“More Europe” is always the solution when leaders like German Chancellor Angela Merkel talk about Europe’s slow-burning financial crisis. To qualify for emergency aid, they say, countries like Greece and Spain must surrender control of their banks and budgets to supra-national authorities. Another brick of the “more Europe” edifice was cemented into place on Dec. 13 when finance ministers of the 17-nation euro zone agreed to unified banking supervision under the European Central Bank. That’s a step toward a banking union, which is a step toward fiscal union, which is a step toward, someday, political union.
But it’s hard to see the way to a United States of Europe when every move in that direction has Europeans at each other’s throats. Thousands of protesters took to the streets in Madrid and Barcelona on Dec. 17 in the latest demonstrations against austerity. Germans, meanwhile, complain that they’re being played for suckers by Spain and Greece. In a November poll, 46 percent of Germans favored letting Greece go bankrupt.

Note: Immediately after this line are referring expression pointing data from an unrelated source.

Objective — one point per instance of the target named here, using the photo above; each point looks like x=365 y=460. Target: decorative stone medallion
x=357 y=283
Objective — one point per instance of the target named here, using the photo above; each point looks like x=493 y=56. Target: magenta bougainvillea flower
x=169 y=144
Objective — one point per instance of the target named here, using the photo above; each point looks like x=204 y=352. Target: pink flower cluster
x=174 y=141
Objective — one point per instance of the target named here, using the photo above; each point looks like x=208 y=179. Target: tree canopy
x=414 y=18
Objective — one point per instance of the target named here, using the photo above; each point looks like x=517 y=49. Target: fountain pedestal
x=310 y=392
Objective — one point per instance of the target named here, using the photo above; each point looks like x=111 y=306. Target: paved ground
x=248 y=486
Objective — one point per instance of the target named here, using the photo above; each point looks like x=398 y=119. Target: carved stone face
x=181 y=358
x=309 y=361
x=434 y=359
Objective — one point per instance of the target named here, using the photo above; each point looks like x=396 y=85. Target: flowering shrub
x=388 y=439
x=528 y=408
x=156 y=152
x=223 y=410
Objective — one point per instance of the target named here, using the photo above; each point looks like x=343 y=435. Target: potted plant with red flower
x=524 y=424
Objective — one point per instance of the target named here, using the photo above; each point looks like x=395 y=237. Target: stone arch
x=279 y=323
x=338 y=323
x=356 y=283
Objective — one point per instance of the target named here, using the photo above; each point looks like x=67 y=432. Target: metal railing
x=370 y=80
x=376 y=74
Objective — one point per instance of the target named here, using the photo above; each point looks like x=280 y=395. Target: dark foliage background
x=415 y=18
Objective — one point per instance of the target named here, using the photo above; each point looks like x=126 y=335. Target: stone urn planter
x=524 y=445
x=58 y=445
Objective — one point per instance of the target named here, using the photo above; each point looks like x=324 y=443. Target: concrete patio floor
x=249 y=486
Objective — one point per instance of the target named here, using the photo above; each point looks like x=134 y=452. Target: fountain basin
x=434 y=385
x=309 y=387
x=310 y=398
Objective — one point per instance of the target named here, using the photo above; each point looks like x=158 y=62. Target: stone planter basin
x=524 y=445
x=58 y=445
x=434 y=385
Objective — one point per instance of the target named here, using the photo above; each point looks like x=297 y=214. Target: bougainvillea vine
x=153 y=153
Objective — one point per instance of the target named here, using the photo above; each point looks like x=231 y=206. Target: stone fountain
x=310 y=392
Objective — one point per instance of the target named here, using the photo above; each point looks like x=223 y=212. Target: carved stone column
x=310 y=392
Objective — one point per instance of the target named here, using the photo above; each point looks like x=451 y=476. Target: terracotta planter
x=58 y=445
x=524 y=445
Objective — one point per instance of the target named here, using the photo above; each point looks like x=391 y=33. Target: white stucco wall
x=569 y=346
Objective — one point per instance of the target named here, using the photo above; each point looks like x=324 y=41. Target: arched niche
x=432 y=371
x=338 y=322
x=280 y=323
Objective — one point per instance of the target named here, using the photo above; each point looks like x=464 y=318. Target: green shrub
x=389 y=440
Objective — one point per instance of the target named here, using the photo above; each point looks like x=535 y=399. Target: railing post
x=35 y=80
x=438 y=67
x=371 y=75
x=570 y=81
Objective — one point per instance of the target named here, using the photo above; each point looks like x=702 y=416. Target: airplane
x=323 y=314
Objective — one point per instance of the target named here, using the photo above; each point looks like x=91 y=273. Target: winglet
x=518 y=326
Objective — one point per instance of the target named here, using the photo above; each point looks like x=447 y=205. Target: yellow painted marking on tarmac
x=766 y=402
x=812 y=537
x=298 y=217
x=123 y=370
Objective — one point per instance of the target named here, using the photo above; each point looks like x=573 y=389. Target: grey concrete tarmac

If ordinary Europeans balk at forming one happy family, must Europe disintegrate? Or is there a middle ground that would retain many of the advantages of unity while dodging the parts that make everybody mad? The coming year may answer the question of whether Euro Lite is a way out for the union or another false hope.
Some analysts argue that stopping short of full financial integration could make Europe more stable, not less. Avinash Persaud, chairman of Intelligence Capital Limited, a London-based financial adviser, says the real problem regulators need to address is controlling the booms rather than cleaning up after the busts. National regulators, he argues, might do a better job than a single, Europe-wide regulator of stopping excessive lending in one part of Europe. They weren’t vigilant enough in the last bubble, but Persaud is concerned that the European Central Bank will do worse. Its job is to promote commonality, making it “inherently averse” to enforcing tougher lending criteria in boom countries, he says. “Banks would pounce on rules limiting their lending in booming countries, accusing the regulator of fragmenting the single market,” Persaud said in an e-mail message. “The reins holding back the booms, already too loose, have just been loosened further” by the creation of a single banking supervisor, Persaud writes in an as-yet-unpublished article. “The euro,” Persaud says, “needs to be saved from the Europhiles.”
Another “less Europe” proposal would introduce national currencies alongside the euro. Mazen Skaf, a partner and managing director in the consulting firm Strategic Decisions Group, argues in a new white paper that nations such as Greece and Spain should have the option to issue new currencies for domestic transactions, including payment of salaries and benefits. Through a controlled depreciation, the nation’s labor and pension costs would fall. External debts would still be in euros. The plan would give countries “maneuvering space to drive monetary and fiscal policy on a local basis,” Skaf argues.
None of this is easy. Barry Eichengreen, an economist at the University of California at Berkeley who studies financial crises, says investors would regard the partial reintroduction of national currencies as a prelude to leaving the euro entirely—and yank their money out. He’s also skeptical of Persaud’s national-level regulation. He says a single bank supervisor would do a better job of spotting cross-border problems, such as the inflating of Spain’s and Greece’s bubbles by loans from German banks.
Finding the right balance between national sovereignty and a tighter union for Europe is the trick. Take banking regulation. Once the euro was introduced, a banking union with a lender of last resort became the logical next step: National central banks can’t bail out their economies once they don’t have their own currencies to lend. But Merkel and the Germans won’t go along with a bank bailout mechanism financed by euro-zone governments unless there’s fiscal union—i.e., shared budgets. Right now Europe is very far from sharing a budget. Spending by the European Union accounts for only 1 percent of the EU’s gross domestic product, vs. 23 percent for federal spending in the U.S. Eichengreen suggests the EU’s budget might expand to perhaps 4 percent of GDP—enough to shore up national unemployment insurance funds in times of severe recession or to fix or close banks as needed. Spending on that scale probably wouldn’t require approval by “a European Parliament that acquires all the powers of a full parliament,” he says.
Jean Pisani-Ferry, director of Bruegel, a Brussels-based think tank, sees both sides. He says Europe’s monetary union is unstable without banking and fiscal union. He also says believers in more integration “shouldn’t use any opportunity to push for … building a federal Europe. You should look at what is necessary for the euro to work.” For Europe, that balancing act isn’t going away.
The bottom line: Economists on both sides of the Atlantic are searching for a middle ground that would save the euro without going all the way to full union.